急成長を続ける「フリーター集団」がある。

ソフトの不具合検出(デバッグ)サービスのデジタルハーツ。2008年11月末時点の正社員129人のうち、管理部門を除く業務系104人のほぼすべてがフリーター出身者。要となる不具合検出に携わるテスターに登録するアルバイト人材が約3000人おり、大半がゲーム好きの20代男性フリーターたちだ。

そもそも創業者の宮澤栄一社長兼CEO(36)をはじめ、創業メンバーすべてが元個人事業主と称するフリーターだった。宮澤社長は、大手音楽事務所でJポップの作詞をする傍ら、ゲーム音楽の作詞の仕事で開発会社に出入りし始めた。

当時、デバッグはゲーム開発の一部として「やっつけ」的に行う業務という性格が強く、大手ですら社内に体系的なノウハウの蓄積ができていなかった。宮澤社長はそこに着目、01年にデバッグのみを専門で請け負う会社を立ち上げた。

転機となったのは、会社設立の約3カ月後。新型ゲーム機「Xbox」向けソフトの大口の仕事が舞い込んだ。大急ぎでテスターの陣容を整える必要が生じ、アルバイト情報誌に「日本じゅうのゲーマー集まれ!」と題する「職歴不問」の募集広告を出した。面接には2日で300人が集まり、100人前後を採用。この仕事で実績をつくり、以後、ゲーム業界の名だたる主要各社に食い込んでいく。現在は年商20億円を突破、08年2月に株式公開も果たした。

当社が得意とするデバッグは、ユーザー視点で不具合を見つけ出す点が特徴だ。プログラムのスキルなどは不要だが、長時間連続で同じボタンを押し続けるなど単調な作業も多く、単なるゲーム好きでは務まらない。それでも多くの若者を引きつける理由の一つは、正社員へのキャリアパスが明示されていることだ。

通常アルバイトは、1週間のOJT研修後に週3~4日の登録制で採用される。その後「レギュラー採用」(時給もアップ)、「契約社員(準社員)」(時給さらにアップ)と階段を上り、そこから社員への道が開かれる。社員になるには早い人で約2年前後かかるというが、最近は「飛び級」的な制度もできている。川口兼一郎専務兼COO(30)は「客先からの信頼が重要なので、現場のたたき上げに社員になってもらったほうがいい」とその狙いを語る。
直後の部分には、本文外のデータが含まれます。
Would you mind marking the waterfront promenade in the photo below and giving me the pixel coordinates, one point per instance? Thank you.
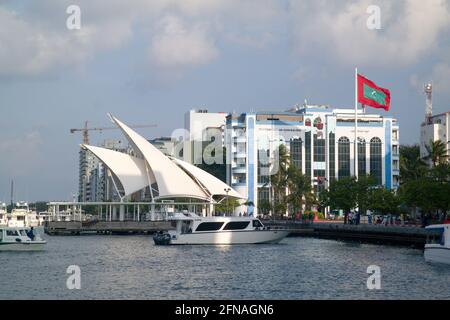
(379, 234)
3年前にアルバイトとして入社し、07年4月から正社員となった三宅篤志さん(デバッグ事業本部業務部業務一課課長代理、27)は、契約社員のときに30人ぐらいのスタッフを束ねる役目を任された。「最初は会社員になるという意識はなかったが、組織でものを作り上げる面白みを知った。登録社員時代から、自分の考えを気軽に口に出せる雰囲気だった」(三宅さん)。
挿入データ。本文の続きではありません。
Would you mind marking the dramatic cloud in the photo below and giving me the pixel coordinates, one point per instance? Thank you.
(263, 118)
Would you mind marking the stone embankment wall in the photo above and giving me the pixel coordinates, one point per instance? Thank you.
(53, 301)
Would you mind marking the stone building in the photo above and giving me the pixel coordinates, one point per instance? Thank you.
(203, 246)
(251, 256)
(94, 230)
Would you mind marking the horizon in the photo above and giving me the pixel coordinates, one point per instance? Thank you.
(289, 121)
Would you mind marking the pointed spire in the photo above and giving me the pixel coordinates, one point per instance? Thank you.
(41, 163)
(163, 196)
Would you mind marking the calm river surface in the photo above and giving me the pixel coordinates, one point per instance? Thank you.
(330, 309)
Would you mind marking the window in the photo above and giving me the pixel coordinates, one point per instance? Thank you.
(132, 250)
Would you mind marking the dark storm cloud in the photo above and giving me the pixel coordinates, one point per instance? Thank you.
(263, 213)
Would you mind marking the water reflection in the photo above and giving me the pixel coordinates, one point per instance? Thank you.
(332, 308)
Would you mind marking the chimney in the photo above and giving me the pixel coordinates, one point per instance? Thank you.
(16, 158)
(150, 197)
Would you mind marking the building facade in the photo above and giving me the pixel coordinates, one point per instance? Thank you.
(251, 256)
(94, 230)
上司も同じような経歴であることで、ロールモデルが描きやすい利点もある。三宅さんの上司、河野亮さん(執行役員デバッグ事業本部長、31)。高校卒業当時は就職氷河期真っただ中。フリーターとしてデバッグの仕事をしていたところに宮澤社長から声がかかり、立ち上げ当時の同社にアルバイトとして入社した。
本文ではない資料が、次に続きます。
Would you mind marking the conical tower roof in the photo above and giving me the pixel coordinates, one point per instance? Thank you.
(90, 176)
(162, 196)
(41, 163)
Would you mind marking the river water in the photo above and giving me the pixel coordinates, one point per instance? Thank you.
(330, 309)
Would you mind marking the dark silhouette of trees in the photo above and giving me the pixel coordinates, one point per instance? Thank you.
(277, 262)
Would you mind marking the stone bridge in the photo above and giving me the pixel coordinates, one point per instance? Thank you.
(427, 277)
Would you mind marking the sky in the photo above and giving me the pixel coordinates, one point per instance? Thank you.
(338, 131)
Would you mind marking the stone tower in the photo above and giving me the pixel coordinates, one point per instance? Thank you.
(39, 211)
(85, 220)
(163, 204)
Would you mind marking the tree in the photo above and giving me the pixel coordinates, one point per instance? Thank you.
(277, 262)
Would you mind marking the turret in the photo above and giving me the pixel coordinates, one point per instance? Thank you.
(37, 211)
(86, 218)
当時のメンバーの半分以上は退社したが、「上場を目指し、会社から企業になる過程の壁を乗り越える仕事にやりがいを感じた」(河野さん)。

同社には通常の人事部とは別に、「人材戦略部」という組織がある。バイト本人の適性や意欲、現場の上司からの評価などを総合判断して昇格のタイミングなどを決める。また、コミュニケーションを高める工夫として、バイトを含めた社員はすべてネット上に「マイページ」を持ち、会社や仕事についての意見や提案を携帯電話から書き込める。書かれたことは、社長以下すべての正社員の目に入るようになっているという。